26 Full-AST Parsing: Programs as Schemas
Every programming language is a theory in the GAT system. A program is a model (schema) of that theory. Earlier chapters covered type-level structures: structs, interfaces, enums. This chapter extends that to full programs—functions, statements, expressions, control flow, and module structure. The principle is the same: represent everything as vertices and edges.
26.1 The principle
A TypeScript file is not just type declarations. It contains functions with bodies, if/else branches, for loops, try/catch blocks, function calls, and expressions. All of these are structural elements you can represent as vertices and edges in a schema graph. The only difference from type-level schemas is the number of vertex kinds and edge rules.
26.2 Theory extraction from tree-sitter grammars
Tree-sitter provides battle-tested parsers for every major programming language. Each grammar ships with a node-types.json file that describes every possible AST node type and its fields. This file is structurally isomorphic to a GAT:
node-types.json |
panproto GAT |
|---|---|
Named node type (e.g. function_declaration) |
Sort (vertex kind) |
Field with required: true (e.g. body) |
Operation (mandatory edge kind) |
Field with required: false |
Partial operation (compose with ThPartial) |
Field with multiple: true |
Ordered operation (compose with ThOrder) |
Supertype (e.g. _expression) |
Abstract sort with subtype inclusions |
The extract_theory_from_node_types function reads this JSON and produces a complete Theory:
use panproto_parse::extract_theory_from_node_types;
let meta = extract_theory_from_node_types(
"ThTypeScriptFullAST",
tree_sitter_typescript::TYPESCRIPT_NODE_TYPES.as_bytes(),
)?;
// typescript has ~180 named node types and ~60 field names.

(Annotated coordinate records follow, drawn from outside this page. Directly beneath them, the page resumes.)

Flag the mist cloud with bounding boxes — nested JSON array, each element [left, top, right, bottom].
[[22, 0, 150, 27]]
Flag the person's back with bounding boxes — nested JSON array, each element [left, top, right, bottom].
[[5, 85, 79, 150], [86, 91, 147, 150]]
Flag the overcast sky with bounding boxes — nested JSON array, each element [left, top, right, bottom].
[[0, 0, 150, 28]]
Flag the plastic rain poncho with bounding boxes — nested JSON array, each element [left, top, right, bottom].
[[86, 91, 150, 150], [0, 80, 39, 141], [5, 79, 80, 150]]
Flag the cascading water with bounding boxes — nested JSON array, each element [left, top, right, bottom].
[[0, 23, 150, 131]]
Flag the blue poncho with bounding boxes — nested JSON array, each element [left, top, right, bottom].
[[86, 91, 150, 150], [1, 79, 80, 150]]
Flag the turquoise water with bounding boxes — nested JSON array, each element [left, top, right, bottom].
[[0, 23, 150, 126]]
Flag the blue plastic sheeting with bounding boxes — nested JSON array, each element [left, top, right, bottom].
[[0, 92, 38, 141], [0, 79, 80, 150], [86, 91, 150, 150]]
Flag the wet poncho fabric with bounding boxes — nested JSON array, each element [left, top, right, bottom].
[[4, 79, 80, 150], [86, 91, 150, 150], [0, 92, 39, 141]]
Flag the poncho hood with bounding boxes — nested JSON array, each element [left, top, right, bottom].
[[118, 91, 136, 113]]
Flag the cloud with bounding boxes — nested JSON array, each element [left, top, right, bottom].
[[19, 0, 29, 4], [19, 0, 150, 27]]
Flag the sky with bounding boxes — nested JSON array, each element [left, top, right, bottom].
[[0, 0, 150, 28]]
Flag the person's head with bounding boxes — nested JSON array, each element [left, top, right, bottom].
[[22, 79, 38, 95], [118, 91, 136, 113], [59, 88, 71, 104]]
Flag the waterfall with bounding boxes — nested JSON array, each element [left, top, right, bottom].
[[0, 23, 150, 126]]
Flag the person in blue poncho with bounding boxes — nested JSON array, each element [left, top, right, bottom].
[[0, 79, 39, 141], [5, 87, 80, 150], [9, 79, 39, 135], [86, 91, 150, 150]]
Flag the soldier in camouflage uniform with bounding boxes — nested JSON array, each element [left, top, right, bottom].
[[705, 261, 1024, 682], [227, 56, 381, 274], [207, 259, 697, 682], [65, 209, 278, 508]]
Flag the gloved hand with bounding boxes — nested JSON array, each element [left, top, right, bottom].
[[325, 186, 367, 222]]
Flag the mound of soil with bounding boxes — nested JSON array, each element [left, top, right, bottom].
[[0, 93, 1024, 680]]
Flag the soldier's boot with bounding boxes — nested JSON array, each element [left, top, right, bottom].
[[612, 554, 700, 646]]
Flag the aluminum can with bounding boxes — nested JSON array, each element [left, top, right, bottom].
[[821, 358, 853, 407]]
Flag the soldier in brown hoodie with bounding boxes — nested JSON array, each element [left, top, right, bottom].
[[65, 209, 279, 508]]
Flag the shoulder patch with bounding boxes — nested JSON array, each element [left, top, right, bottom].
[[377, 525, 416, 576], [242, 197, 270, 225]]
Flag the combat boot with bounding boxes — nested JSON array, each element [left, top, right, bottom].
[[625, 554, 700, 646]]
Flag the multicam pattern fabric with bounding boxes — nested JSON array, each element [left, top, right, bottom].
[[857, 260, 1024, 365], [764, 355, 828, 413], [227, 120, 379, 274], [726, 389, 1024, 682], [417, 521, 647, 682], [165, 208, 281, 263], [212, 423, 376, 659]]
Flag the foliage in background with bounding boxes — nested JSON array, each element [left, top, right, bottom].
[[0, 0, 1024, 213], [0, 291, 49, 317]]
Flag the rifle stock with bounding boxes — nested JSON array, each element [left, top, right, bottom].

println!("{} sorts, {} operations",
meta.vertex_kinds.len(),
meta.edge_kinds.len());26.3 The generic walker
Because the theory is auto-derived from the grammar, the AST walker requires no manual mapping table. One AstWalker implementation handles all 10 supported languages:
- The tree-sitter node’s
kind()is the panproto vertex kind - The tree-sitter field name is the panproto edge kind
- Anonymous tokens (punctuation, keywords) are captured as interstitial text
use panproto_parse::ParserRegistry;
let registry = ParserRegistry::new();
let schema = registry.parse_file(
std::path::Path::new("src/main.ts"),
source_bytes,
)?;26.4 Interstitial text and round-trip emission
The walker captures the text between named children (keywords like function, punctuation like { and }, whitespace, and comments) as interstitial constraints with byte positions. The emitter collects all fragments (interstitials plus leaf literals), sorts by byte position, and concatenates:
let emitted = registry.emit_with_protocol("typescript", &schema)?;
assert_eq!(emitted, original_source); // exact round-trip26.5 Multi-file projects
A project with multiple files has a schema that is the coproduct of per-file schemas:
use panproto_project::ProjectBuilder;
let mut builder = ProjectBuilder::new();
builder.add_directory(std::path::Path::new("./src"))?;
let project = builder.build()?;
for (path, protocol) in &project.protocol_map {
println!("{}: {protocol}", path.display());
}The ProjectBuilder detects languages by file extension, falls back to raw_file for non-code files, and prefixes vertex IDs with file paths for uniqueness in the coproduct.
26.6 Git bridge
The git bridge imports entire repository histories into panproto-vcs:
schema git import /path/to/repo HEADEach git commit is parsed into a project schema and stored as a panproto-vcs commit, preserving authorship, timestamps, and the parent DAG structure.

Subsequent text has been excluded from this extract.